Teensy 4.0 seems dead.


I killed my board and it just gets hot around the USB port if plugged in, the LED does not flash any longer, and the IDE does not recognize it. I desoldered all of the wiring from it and cannot see any physical damage. I have another board that works and I can use as a replacement but I am curious how I did this. I don't want it to keep happening.

I am mainly concerned that I am somehow over drawing from the 3.3v pin or maybe back feeding power but not sure how. I am using a 12-24v to 5v Voltage reducer to power the teensy and an LCD screen. I am using 4x MAX31855 boards, 1x BPM280, and a rotary encoder as well that I was powering from the 3.3v pin on the teensy. From what I can tell I am below the max output of the pin but I would like to be sure. My device was working fine until I started to add in the rotary encoder function then after a few uses of it the board sort of froze, then began to get hot and unrecognized by my laptop. I desoldered everything and here I am.

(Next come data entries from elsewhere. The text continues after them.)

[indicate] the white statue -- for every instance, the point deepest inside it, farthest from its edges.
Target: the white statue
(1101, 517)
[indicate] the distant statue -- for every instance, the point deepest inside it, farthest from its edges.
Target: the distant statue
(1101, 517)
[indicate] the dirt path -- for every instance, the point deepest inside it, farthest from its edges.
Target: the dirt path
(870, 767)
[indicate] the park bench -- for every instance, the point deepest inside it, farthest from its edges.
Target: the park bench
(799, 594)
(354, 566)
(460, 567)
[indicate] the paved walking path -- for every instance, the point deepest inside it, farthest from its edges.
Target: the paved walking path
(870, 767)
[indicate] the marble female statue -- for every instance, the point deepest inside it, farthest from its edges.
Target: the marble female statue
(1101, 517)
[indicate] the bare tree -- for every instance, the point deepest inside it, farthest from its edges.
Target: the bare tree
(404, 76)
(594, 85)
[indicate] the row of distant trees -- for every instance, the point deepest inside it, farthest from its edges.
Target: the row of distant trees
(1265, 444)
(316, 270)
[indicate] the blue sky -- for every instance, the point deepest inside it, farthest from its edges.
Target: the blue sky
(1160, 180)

I have also Run the additional hardware from the 5v output of the reducer successfully but changed the power wiring to the 3.3v pin when I noticed I was having inaccurate readings from my temp sensor after powering the reducer up. The problem di not occur when I used the USB as a power supply however. At first I thought maybe it was the way I had the sensors wired so I experimented with the 3.3v pin and changing my grounds around. It ended up being a noise issue with the switching power supply I was using to power the voltage reducer on the bench. I since started using a 12v power supply that came with an old router that I had stashed and that cleared up my inaccuracy issue, but I left the hardware wired to the 3.3v pin. This device will eventually be powered by a 12v battery/powersports charging system.

Can anyone think of something else i should be investigating here before I move forward? I am barely getting by with a lot of this stuff so I have been known to overlook details and make mistakes to say the least. I would really like this to not become a regular issue. It is possible I blobbed some solder but I have inspected it thoroughly and do not believe that to be the case.

I appreciate any help I can get in advance!
Quick voltage measurement on the 3.3V pin can usually confirm whether the hardware is still good and just needs something like the 15 sec button press versus actual damage. Of course the hardware can be damaged other ways. But if you see something like 0.3 to 0.9 volts on the 3.3V line, that's usually a sign a chip is damaged internally. If you see 0 volts or only a few mV, that's probably a sign metal somewhere is shorting the power to GND. Often those problems can be fixed if you're able to find and remove the stray solder or metal debris.
I checked and I get .033 volts. I will give a good look around for some debris the best I can.
Just as the last time I appreciate the fast response.
If you don't find it quickly, something you can do to get more information (which might help or might just be too much info) is measure mV between 2 GND or 2 power locations. If a large current is flowing through the traces / planes between those 2 points, you'll see mV measurements. If little or no current is flowing along that path, you'll see zero volts. Actually putting that knowledge to use isn't as easy as it might seem, but if you're completely stuck maybe extra info will help you move forward.